La privatisation de La Poste
Le « Comité contre la privatisation de La Poste » s’est lancé dans une « consultation citoyenne » de grande ampleur. Si l’initiative est novatrice et ne manque pas d’intérêt, si l’objet de cette démarche est grave et mérite effectivement une mobilisation populaire, ses auteurs, ne serait-ce que pour lui donner une plus grande crédibilité, n’auraient pas dû s’affranchir des règles méthodologiques applicables à tout sondage d’opinion.
Comme chacun, j’ai très tôt été bombardé de messages médiatiques m’informant de la "consultation citoyenne" organisée "à l’initiative du Comité contre la privatisation de La Poste". Ne souhaitant pas que ce service public soit privatisé, et redoutant que le gouvernement se lance dans une démarche qui tôt ou tard entraînerait cette privatisation, je m’enquis immédiatement des lieux de vote dans la ville de Perpignan, où je réside.
Avec surprise, j’attendis jusqu’à ce samedi pour trouver un emplacement au centre-ville. Je me suis emparé d’un bulletin de vote et j’ai lu la question à laquelle on me conviait de répondre. Elle était intitulée ainsi :
"Le gouvernement veut changer le statut de La Poste pour la privatiser, êtes-vous d’accord avec ce projet ?"
Les modalités de cette question fermée étaient OUI et NON.
J’ai immédiatement remis mon bulletin sur la table, et je n’ai pas voté, à mon grand regret. Pourquoi ? Parce que la question est biaisée et intellectuellement malhonnête. Je ne voudrais pas, comme sociologue, passer pour un donneur de leçons, mais un sondage, pour être crédible, doit obéir à certaines lois et à certains principes méthodologiques et éthiques.

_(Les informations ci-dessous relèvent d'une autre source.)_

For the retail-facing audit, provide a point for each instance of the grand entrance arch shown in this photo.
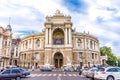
(58, 60)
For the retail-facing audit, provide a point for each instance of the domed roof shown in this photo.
(8, 28)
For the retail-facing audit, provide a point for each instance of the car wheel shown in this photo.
(110, 78)
(18, 78)
(24, 76)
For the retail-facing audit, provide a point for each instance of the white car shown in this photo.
(90, 72)
(108, 73)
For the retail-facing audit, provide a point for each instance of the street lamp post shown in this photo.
(0, 61)
(81, 63)
(116, 63)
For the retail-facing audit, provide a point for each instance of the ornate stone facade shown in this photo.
(5, 46)
(59, 45)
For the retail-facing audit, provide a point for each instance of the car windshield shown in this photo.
(101, 69)
(22, 70)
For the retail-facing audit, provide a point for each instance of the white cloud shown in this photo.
(108, 10)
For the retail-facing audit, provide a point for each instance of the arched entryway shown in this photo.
(58, 60)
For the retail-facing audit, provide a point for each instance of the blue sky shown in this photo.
(100, 18)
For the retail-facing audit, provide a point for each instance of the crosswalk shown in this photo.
(38, 75)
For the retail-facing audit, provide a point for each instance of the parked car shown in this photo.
(11, 73)
(24, 72)
(45, 68)
(108, 73)
(85, 71)
(90, 72)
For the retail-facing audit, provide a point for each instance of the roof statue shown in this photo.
(58, 13)
(8, 28)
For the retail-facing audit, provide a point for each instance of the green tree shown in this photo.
(111, 57)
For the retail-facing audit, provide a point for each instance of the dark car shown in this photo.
(11, 73)
(24, 72)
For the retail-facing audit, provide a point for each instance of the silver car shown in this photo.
(108, 73)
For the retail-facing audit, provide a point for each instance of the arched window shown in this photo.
(91, 44)
(87, 42)
(37, 43)
(26, 45)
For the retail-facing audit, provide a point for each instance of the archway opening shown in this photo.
(58, 37)
(58, 60)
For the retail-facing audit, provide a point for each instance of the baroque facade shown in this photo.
(5, 46)
(59, 45)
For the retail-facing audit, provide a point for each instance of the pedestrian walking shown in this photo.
(65, 70)
(79, 70)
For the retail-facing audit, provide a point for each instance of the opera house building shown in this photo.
(58, 44)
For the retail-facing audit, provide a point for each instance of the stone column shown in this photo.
(66, 40)
(50, 37)
(70, 38)
(46, 36)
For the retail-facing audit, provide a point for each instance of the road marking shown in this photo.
(37, 75)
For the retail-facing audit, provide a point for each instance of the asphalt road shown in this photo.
(37, 75)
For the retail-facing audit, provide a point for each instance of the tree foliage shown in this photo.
(111, 57)
(107, 51)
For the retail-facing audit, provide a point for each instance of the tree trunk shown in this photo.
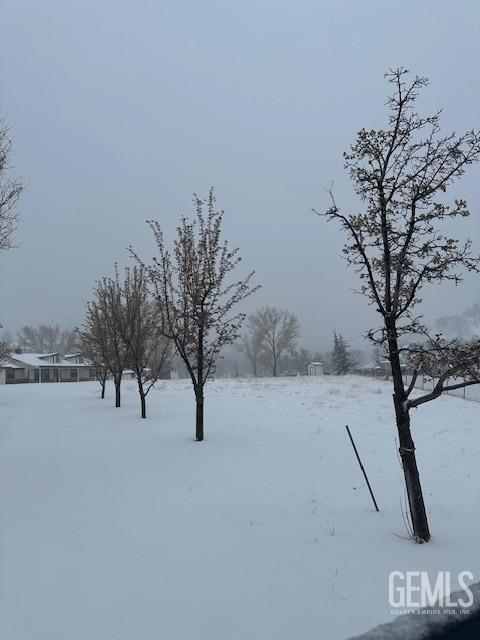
(118, 382)
(141, 392)
(199, 417)
(412, 477)
(416, 504)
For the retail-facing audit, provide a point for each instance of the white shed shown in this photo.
(315, 369)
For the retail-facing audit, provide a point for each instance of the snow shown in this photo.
(118, 528)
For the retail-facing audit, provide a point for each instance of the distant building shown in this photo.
(44, 367)
(315, 369)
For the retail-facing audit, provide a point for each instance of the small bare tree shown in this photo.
(194, 297)
(103, 326)
(279, 330)
(5, 350)
(251, 344)
(396, 246)
(10, 190)
(90, 341)
(149, 351)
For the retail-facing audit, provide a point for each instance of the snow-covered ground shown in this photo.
(114, 528)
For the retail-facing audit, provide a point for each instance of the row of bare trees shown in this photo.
(184, 300)
(270, 334)
(121, 332)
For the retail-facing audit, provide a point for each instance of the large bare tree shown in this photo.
(396, 246)
(196, 295)
(279, 331)
(10, 189)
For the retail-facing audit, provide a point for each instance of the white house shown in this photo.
(44, 367)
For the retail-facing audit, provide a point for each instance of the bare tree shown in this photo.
(396, 246)
(103, 327)
(279, 329)
(251, 344)
(47, 339)
(194, 297)
(5, 350)
(10, 190)
(149, 351)
(90, 341)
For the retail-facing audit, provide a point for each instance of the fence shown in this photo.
(426, 384)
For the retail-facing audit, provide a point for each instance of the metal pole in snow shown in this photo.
(361, 467)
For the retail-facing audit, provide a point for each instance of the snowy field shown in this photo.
(114, 528)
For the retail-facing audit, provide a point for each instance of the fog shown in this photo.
(120, 111)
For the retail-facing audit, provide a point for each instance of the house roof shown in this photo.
(37, 360)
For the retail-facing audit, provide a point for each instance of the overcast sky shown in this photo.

Lorsqu’on demande au peuple de se prononcer sur un texte ou sur un projet, l’honnêteté exige qu’on reproduise, si ce n’est dans la forme, tout du moins dans un esprit de parfaite rigueur ce texte ou ce projet. Or que contient la formule sur laquelle j’étais appelé à me prononcer ?
1. L’affirmation que le gouvernement voulait changer le statut de La Poste pour la privatiser ;
2. Une question portant sur mon opinion sur cette affirmation.
La rigueur scientifique aurait dû commander de rapporter que le gouvernement, par la voie d’un grand nombre de ses ministres, et avec vigueur, s’était défendu de vouloir privatiser La Poste. Qu’on le croie ou non n’est pas la question. Puisqu’on demande au peuple de voter sur une intention de son gouvernement, reproduisons-la telle que celui-ci a défendu son projet, sans la déformer. Par exemple on aurait pu écrire :
Le gouvernement veut ouvrir davantage le capital de La Poste au secteur privé. Etes-vous d’accord avec ce projet ?
Ou encore :
Le gouvernement veut ouvrir davantage le capital de La Poste au secteur privé. Il se défend de vouloir à terme la privatiser. Soutenez-vous son projet ?
On pourrait multiplier les libellés. Mais celui qui fut utilisé par le "Comité national...", par son caractère partisan, a incontestablement pris la forme d’une question biaisée à laquelle il me fut malheureusement impossible de répondre. J’en suis navré.